Re: Hash index todo list item - Mailing list pgsql-hackers

From Brian Hurt
Subject Re: Hash index todo list item
Date
Msg-id 46E161F9.8070705@janestcapital.com
Whole thread Raw
In response to Re: Hash index todo list item  (Kenneth Marshall <ktm@rice.edu>)
Responses Re: Hash index todo list item
Re: Hash index todo list item
List pgsql-hackers
Kenneth Marshall wrote:

>I understand that a hash value is a many-to-one mapping. That is the
>point of the flag in the index. The flag means that there is only one
>item in the heap corresponding to that hash value. In this case we
>know that the value in the heap is the correct one and a possibly
>very expensive string comparison can be skipped. Given that the hash
>function is doing its job, almost every string comparison can be skipped.
>How long would it take to compare 1-32K of data?
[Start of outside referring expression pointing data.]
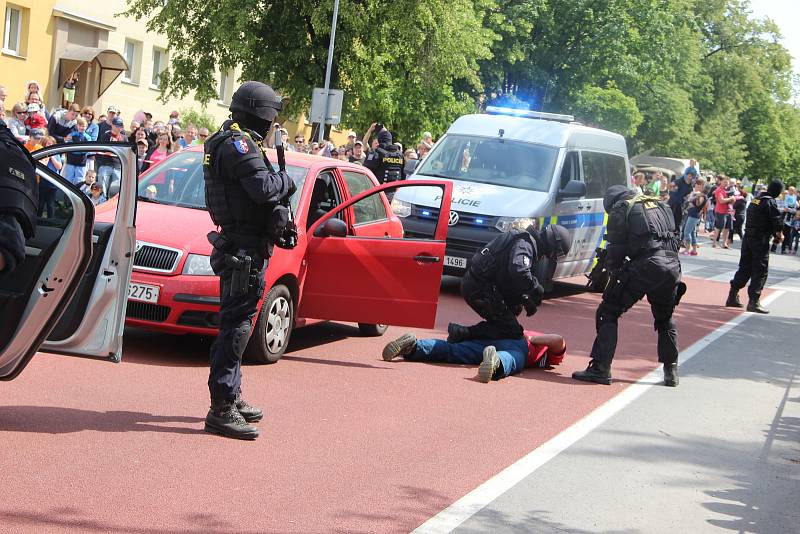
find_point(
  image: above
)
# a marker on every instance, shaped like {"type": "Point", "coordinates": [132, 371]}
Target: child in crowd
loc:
{"type": "Point", "coordinates": [76, 161]}
{"type": "Point", "coordinates": [96, 191]}
{"type": "Point", "coordinates": [88, 180]}
{"type": "Point", "coordinates": [795, 238]}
How much CPU usage?
>With this field in place, you only need to check tuple visibility.
>  
>

How likely is it that you will get a hash collision, two strings that 
are different that will hash to the same value?  To avoid this requires 
a very large hash key (128 bits, minimum)- otherwise you get into 
birthday attack problems.  With a 32-bit hash, the likelyhood is greater 
than 50% that two strings in a collection of 100,000 will hash to the 
same value.  With a 64-bit hash, the likelyhood is greater than 50% that 
two strings in a collection of 10 billion will has to same value.  10 
billion is a large number, but not an unreasonable number, of strings to 
want to put into a hash table- and it's exactly this case where the O(1) 
cost of hashtables starts being a real win.